The function we wrote, however, has many limitations. If we want to now change the number of folds we want to use, we need to make the function more general so it can also handle randomizing the ordering of the rows in the dataframe and splitting into folds.

In machine learning, we're interested in building a good model and accurately understanding how well it will perform. To build a better k-nearest neighbors model, we can change the features it uses or tweak the number of neighbors (a hyperparameter). To accurately understand a model's performance, we can perform k-fold cross validation and select the proper number of folds.

We've learned how scikit-learn makes it easy for us to quickly experiment with these different knobs when it comes to building a better model. Let's now dive into how we can use scikit-learn to handle cross-validation as well.

First, we instantiate an instance of the [KFold class](http://scikit-learn.org/stable/modules/generated/sklearn.model_selection.KFold.html#sklearn.model_selection.KFold) from sklearn.model_selection:

from sklearn.model_selection import KFold

kf = KFold(n_splits, shuffle=False, random_state=None)

where:
* n_splits is the number of folds we want to use,
* shuffle is used to toggle shuffling of the ordering of the observations in the dataset,
* random_state is used to specify the random seed value if shuffle is set to True.

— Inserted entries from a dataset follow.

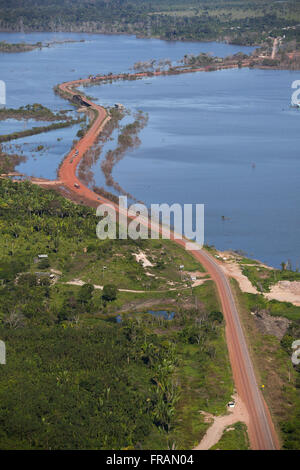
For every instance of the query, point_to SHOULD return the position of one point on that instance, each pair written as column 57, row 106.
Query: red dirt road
column 261, row 429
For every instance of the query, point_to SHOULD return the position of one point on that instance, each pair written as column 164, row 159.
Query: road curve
column 262, row 433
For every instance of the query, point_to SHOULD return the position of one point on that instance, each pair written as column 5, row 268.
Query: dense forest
column 240, row 21
column 76, row 378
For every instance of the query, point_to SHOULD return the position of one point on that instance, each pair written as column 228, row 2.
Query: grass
column 235, row 437
column 272, row 364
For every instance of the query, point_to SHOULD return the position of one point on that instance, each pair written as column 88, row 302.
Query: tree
column 216, row 316
column 109, row 293
column 85, row 293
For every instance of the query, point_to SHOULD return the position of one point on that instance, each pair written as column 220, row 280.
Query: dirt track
column 261, row 430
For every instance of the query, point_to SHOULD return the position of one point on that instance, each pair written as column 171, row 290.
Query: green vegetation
column 235, row 437
column 77, row 379
column 38, row 130
column 256, row 303
column 33, row 111
column 272, row 360
column 241, row 22
column 20, row 47
column 263, row 278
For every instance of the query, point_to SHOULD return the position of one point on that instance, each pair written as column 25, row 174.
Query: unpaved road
column 262, row 434
column 219, row 423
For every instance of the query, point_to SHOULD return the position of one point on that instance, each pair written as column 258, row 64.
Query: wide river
column 228, row 139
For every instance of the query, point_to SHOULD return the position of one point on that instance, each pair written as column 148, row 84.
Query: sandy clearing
column 215, row 431
column 234, row 270
column 285, row 291
column 143, row 258
column 79, row 282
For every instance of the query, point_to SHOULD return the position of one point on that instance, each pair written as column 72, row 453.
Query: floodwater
column 227, row 139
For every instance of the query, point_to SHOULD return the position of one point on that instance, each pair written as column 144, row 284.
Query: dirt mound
column 269, row 325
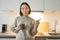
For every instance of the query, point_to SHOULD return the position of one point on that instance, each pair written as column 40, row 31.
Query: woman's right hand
column 18, row 27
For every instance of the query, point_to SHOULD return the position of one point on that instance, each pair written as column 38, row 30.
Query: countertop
column 8, row 34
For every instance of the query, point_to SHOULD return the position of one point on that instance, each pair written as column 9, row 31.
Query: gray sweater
column 30, row 28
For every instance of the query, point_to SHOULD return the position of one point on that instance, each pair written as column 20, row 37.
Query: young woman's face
column 25, row 10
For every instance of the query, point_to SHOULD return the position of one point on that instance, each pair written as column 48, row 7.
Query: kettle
column 4, row 28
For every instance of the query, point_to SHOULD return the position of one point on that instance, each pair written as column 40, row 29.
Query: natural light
column 36, row 15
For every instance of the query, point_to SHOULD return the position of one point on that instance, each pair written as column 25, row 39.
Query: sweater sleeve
column 13, row 28
column 34, row 28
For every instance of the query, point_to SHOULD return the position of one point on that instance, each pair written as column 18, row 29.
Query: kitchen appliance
column 4, row 28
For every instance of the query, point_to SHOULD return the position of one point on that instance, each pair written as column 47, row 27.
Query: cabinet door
column 7, row 38
column 9, row 4
column 52, row 4
column 36, row 5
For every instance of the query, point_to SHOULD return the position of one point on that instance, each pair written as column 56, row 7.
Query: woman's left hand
column 37, row 22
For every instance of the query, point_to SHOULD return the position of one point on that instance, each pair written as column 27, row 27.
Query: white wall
column 7, row 17
column 51, row 17
column 48, row 16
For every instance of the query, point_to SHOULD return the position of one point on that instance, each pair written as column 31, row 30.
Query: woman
column 30, row 25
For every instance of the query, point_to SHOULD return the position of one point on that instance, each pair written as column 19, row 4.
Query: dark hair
column 24, row 3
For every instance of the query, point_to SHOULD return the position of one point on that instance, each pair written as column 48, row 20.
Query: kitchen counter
column 8, row 34
column 47, row 36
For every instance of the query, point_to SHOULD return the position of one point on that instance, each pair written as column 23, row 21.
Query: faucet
column 55, row 24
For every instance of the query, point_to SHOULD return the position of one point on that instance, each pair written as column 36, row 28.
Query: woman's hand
column 37, row 22
column 18, row 27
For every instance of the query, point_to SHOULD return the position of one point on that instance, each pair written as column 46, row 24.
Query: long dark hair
column 24, row 3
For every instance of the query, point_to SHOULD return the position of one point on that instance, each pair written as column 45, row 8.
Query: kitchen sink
column 54, row 34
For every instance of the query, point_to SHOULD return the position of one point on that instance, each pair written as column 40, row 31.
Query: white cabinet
column 9, row 4
column 7, row 38
column 52, row 4
column 36, row 5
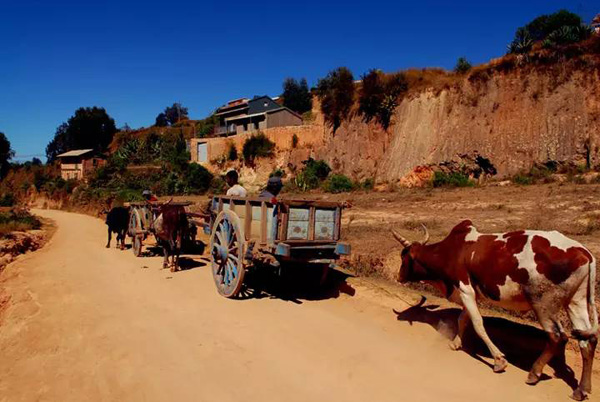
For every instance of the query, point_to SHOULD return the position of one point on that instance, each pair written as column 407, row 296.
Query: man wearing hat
column 274, row 186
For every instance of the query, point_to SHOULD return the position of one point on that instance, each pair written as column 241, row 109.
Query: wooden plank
column 311, row 223
column 248, row 221
column 263, row 223
column 283, row 222
column 338, row 224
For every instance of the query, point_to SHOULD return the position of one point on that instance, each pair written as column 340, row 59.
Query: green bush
column 379, row 96
column 277, row 173
column 534, row 175
column 232, row 152
column 462, row 65
column 17, row 220
column 559, row 28
column 338, row 183
column 522, row 179
column 7, row 200
column 367, row 184
column 336, row 92
column 258, row 146
column 454, row 179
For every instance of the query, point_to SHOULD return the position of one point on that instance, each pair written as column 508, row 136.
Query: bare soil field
column 82, row 322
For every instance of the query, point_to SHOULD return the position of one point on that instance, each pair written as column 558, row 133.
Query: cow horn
column 421, row 302
column 401, row 240
column 426, row 239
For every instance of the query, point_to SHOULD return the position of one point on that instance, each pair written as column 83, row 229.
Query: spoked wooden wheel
column 135, row 231
column 227, row 244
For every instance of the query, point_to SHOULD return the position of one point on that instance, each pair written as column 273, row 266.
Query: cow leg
column 463, row 321
column 579, row 316
column 467, row 296
column 556, row 341
column 166, row 255
column 173, row 247
column 122, row 240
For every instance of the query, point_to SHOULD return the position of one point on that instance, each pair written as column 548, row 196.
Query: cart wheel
column 135, row 226
column 137, row 246
column 227, row 247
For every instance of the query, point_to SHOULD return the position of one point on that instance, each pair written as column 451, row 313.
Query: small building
column 247, row 115
column 79, row 163
column 596, row 24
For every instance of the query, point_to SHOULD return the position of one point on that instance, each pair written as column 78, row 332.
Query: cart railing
column 287, row 220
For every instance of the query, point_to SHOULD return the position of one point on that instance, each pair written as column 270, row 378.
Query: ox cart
column 142, row 219
column 249, row 233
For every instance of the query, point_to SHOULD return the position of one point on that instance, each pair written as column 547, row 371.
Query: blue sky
column 134, row 58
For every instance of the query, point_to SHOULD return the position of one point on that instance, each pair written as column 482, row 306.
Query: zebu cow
column 521, row 270
column 170, row 227
column 117, row 220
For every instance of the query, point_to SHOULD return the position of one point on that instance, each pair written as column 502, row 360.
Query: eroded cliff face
column 514, row 119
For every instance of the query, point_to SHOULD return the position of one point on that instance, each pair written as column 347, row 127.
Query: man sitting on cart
column 148, row 196
column 235, row 189
column 274, row 186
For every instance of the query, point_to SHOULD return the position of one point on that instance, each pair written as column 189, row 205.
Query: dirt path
column 87, row 323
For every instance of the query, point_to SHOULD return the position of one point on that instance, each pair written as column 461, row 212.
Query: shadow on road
column 295, row 284
column 521, row 343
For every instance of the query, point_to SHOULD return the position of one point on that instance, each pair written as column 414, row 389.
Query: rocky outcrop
column 17, row 243
column 514, row 118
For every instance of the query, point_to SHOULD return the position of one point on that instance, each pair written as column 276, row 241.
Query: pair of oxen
column 170, row 227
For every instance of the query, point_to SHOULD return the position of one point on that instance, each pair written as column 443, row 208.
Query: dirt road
column 85, row 323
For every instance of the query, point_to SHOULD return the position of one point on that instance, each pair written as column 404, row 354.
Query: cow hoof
column 455, row 344
column 532, row 379
column 579, row 395
column 500, row 364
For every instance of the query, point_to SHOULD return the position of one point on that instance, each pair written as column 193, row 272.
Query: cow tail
column 592, row 310
column 592, row 297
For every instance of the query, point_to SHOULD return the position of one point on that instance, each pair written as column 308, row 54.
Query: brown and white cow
column 170, row 228
column 521, row 270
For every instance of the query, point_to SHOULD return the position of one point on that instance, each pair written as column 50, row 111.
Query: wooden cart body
column 246, row 231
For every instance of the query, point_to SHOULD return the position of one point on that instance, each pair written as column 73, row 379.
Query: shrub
column 336, row 92
column 232, row 152
column 454, row 179
column 258, row 146
column 367, row 184
column 379, row 94
column 17, row 220
column 522, row 179
column 277, row 173
column 7, row 200
column 312, row 174
column 559, row 28
column 462, row 65
column 338, row 183
column 296, row 95
column 536, row 174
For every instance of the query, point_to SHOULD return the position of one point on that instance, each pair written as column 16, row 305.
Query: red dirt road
column 81, row 322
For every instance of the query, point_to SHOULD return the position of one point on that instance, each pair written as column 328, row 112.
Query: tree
column 462, row 65
column 171, row 115
column 559, row 28
column 161, row 120
column 379, row 95
column 336, row 92
column 296, row 95
column 88, row 128
column 6, row 154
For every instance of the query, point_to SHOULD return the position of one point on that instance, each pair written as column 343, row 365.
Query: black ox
column 117, row 221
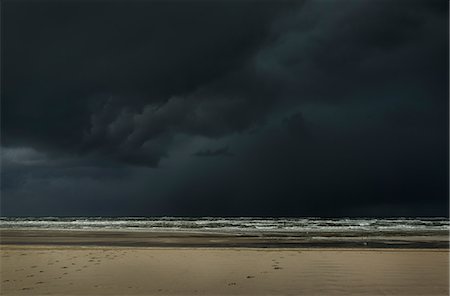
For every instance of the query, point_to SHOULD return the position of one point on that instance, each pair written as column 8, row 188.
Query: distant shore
column 273, row 239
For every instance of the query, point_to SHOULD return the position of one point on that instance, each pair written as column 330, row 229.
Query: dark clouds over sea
column 298, row 108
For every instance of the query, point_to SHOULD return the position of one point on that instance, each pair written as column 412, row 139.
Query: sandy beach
column 83, row 269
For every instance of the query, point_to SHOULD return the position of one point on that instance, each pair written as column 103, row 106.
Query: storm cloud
column 329, row 108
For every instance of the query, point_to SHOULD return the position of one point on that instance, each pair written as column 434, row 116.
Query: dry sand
column 89, row 270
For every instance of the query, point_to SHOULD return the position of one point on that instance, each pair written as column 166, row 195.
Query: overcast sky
column 230, row 108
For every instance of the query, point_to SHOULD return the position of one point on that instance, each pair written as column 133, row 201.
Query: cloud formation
column 330, row 108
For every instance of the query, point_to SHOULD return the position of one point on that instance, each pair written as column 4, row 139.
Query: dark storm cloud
column 331, row 107
column 66, row 57
column 223, row 151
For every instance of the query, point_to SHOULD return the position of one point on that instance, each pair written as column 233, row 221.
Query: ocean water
column 234, row 224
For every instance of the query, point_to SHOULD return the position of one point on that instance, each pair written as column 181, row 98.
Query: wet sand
column 33, row 270
column 111, row 263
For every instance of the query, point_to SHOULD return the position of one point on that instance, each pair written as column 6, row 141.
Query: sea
column 408, row 226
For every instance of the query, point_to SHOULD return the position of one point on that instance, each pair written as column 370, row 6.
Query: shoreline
column 224, row 240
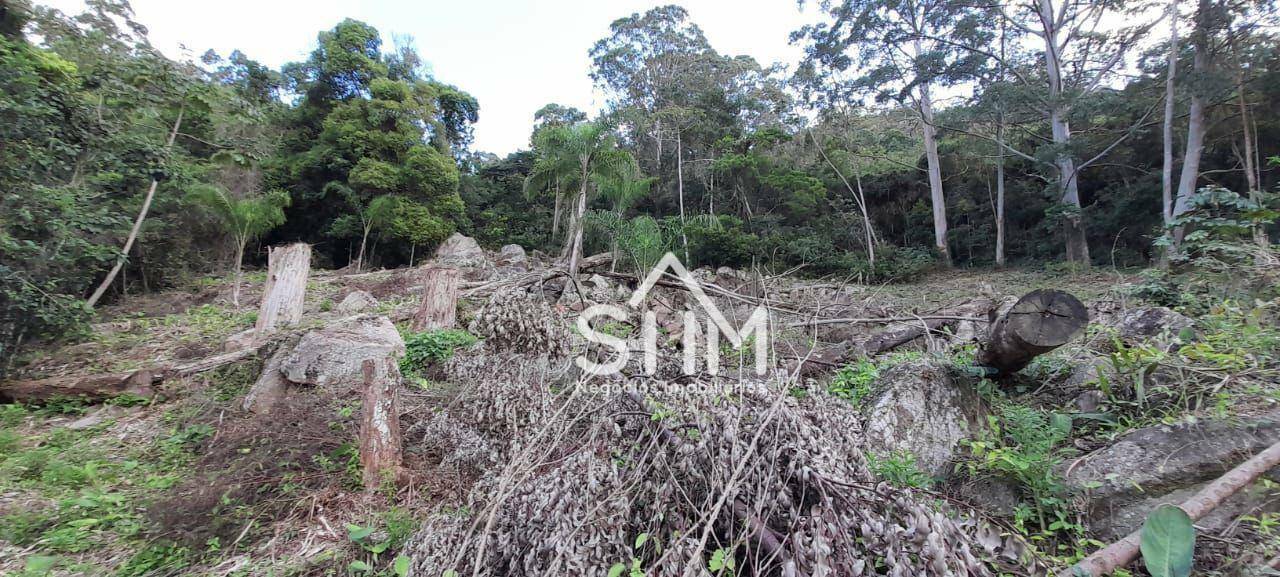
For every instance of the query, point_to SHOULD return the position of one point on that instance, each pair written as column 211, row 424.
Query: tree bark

we'll notice here that no parameters depend on the data set at all. This is because the KFold class returns an iterator object which we use in conjunction with the cross_val_score() function, also from sklearn.model_selection. Together, these 2 functions allow us to compactly train and test using k-fold cross validation:

Here are the relevant parameters for the cross_val_score function:

from sklearn.model_selection import cross_val_score

cross_val_score(estimator, X, Y, scoring=None, cv=None)

where:
* estimator is a sklearn model that implements the fit method (e.g. instance of KNeighborsRegressor),
* X is the list or 2D array containing the features you want to train on,
* y is a list containing the values you want to predict (target column),
* scoring is a string describing the scoring criteria (list of accepted values [here](https://scikit-learn.org/stable/modules/model_evaluation.html#common-cases-predefined-values)).
* cv describes the number of folds. Here are some examples of accepted values:
 * an instance of the KFold class,
 * an integer representing the number of folds.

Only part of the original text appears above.